Poster presented at 2018 APC Wisconsin Chapter Annual Scientific Meeting; September 7, 2018; Wisconsin Dells, WI.
Introduction: The incidence of Kaposi Sarcoma (KS) in AIDS population has decreased significantly in the era of antiretroviral therapy (ART). Clinicians are not fully familiar with its pulmonary presentations which might lead to delay of diagnosis and treatment. Case Description: A 59-year-old Caucasian male, HIV-positive for >20 years, was diagnosed with right leg KS by biopsy 15 years ago. His course was complicated with ART refusal/interruption, consenting to ART only from 2006-12, during which HIV was suppressed and KS regressed and stabilized. He was lost to care from 2013-18. He was admitted in April 2018 with respiratory distress that required ICU and brief intubation. He was found to have Pneumocystis jiroveci pneumonia by bronchoalveolar lavage, CD4 of 5, and viral load of >6 log. The patient was discharged home with 4L of oxygen and to complete the TMP/SMX course and referred to outpatient infectious disease to resume ART. Three days after clinic and recommendation to resume ART, he was readmitted complaining of worsening dyspnea. Shortly after admission, respiratory failure developed necessitating ICU transfer. Bronchoscopy showed normal airway anatomy and appearance. Lung biopsy revealed spindle cell proliferation with positive herpesvirus8(HHV-8) stain. Liposomal doxorubicin was administered. Unfortunately, the patient continued with refractory hypoxia and was made comfort care by family.
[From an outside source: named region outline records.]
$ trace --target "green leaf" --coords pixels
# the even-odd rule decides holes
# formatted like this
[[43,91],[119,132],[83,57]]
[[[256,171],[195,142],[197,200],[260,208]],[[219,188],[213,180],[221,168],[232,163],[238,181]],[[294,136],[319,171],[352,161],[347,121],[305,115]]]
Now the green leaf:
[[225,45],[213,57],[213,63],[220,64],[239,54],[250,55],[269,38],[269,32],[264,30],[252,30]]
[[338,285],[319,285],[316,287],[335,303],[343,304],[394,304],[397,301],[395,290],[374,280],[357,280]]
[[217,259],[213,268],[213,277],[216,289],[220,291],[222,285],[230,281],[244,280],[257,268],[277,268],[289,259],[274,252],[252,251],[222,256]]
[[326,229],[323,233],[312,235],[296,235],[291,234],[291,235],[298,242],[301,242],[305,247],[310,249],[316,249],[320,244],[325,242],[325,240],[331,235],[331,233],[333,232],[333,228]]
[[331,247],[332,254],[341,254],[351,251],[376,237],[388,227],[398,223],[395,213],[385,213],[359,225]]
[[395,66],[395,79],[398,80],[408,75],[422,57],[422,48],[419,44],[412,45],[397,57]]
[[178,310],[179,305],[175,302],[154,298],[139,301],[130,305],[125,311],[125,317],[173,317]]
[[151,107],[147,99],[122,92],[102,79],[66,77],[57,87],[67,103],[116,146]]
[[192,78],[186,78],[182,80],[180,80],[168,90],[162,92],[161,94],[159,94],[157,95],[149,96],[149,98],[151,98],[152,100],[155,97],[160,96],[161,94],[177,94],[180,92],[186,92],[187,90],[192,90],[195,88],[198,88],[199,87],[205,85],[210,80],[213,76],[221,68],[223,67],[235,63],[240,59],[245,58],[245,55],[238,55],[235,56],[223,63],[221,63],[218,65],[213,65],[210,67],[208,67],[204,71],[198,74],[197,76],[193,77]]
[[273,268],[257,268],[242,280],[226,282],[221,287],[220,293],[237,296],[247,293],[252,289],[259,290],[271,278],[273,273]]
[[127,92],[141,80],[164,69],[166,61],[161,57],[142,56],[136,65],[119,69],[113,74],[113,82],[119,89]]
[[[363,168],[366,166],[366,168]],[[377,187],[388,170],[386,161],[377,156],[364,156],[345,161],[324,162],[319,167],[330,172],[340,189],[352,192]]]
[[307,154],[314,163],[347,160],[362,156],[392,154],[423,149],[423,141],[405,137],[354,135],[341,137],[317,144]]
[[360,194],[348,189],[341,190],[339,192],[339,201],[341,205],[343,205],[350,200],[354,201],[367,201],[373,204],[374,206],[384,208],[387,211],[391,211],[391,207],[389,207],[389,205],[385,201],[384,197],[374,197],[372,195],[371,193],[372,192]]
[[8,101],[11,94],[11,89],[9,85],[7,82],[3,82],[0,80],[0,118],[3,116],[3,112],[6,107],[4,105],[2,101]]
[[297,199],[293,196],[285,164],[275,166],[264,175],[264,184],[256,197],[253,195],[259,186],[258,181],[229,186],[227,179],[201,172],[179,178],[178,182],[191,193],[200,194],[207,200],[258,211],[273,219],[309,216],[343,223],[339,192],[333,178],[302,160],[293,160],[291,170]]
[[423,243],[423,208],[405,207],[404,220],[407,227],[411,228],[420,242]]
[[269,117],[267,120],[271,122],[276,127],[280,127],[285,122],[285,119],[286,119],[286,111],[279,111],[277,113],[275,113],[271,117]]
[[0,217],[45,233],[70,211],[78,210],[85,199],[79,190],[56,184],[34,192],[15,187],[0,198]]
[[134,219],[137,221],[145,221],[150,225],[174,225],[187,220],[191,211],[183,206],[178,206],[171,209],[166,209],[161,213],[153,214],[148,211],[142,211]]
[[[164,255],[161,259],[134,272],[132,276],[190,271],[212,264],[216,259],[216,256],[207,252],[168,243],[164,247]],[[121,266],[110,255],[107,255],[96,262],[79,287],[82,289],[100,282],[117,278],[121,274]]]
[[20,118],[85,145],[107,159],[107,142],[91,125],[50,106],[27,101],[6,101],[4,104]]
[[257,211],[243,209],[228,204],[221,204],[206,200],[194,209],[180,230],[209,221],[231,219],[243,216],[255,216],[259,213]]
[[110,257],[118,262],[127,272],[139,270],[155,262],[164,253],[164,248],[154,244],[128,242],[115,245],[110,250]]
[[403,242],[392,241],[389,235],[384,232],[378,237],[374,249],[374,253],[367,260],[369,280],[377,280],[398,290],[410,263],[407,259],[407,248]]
Discussion: KS, a low-grade vascular tumor associated with HHV-8, is the most common neoplasm in HIV patients. Studies reveal that environmental stressors such as hypoxia can stimulate its progenesis and oncogenesis activity. Despite the decline in the KS in recent years, pulmonary KS cases have been linked to interruption or lack of HIV care. The biology of KS and the importance of maintaining linkage to care to control and prevent KS complications will be reviewed.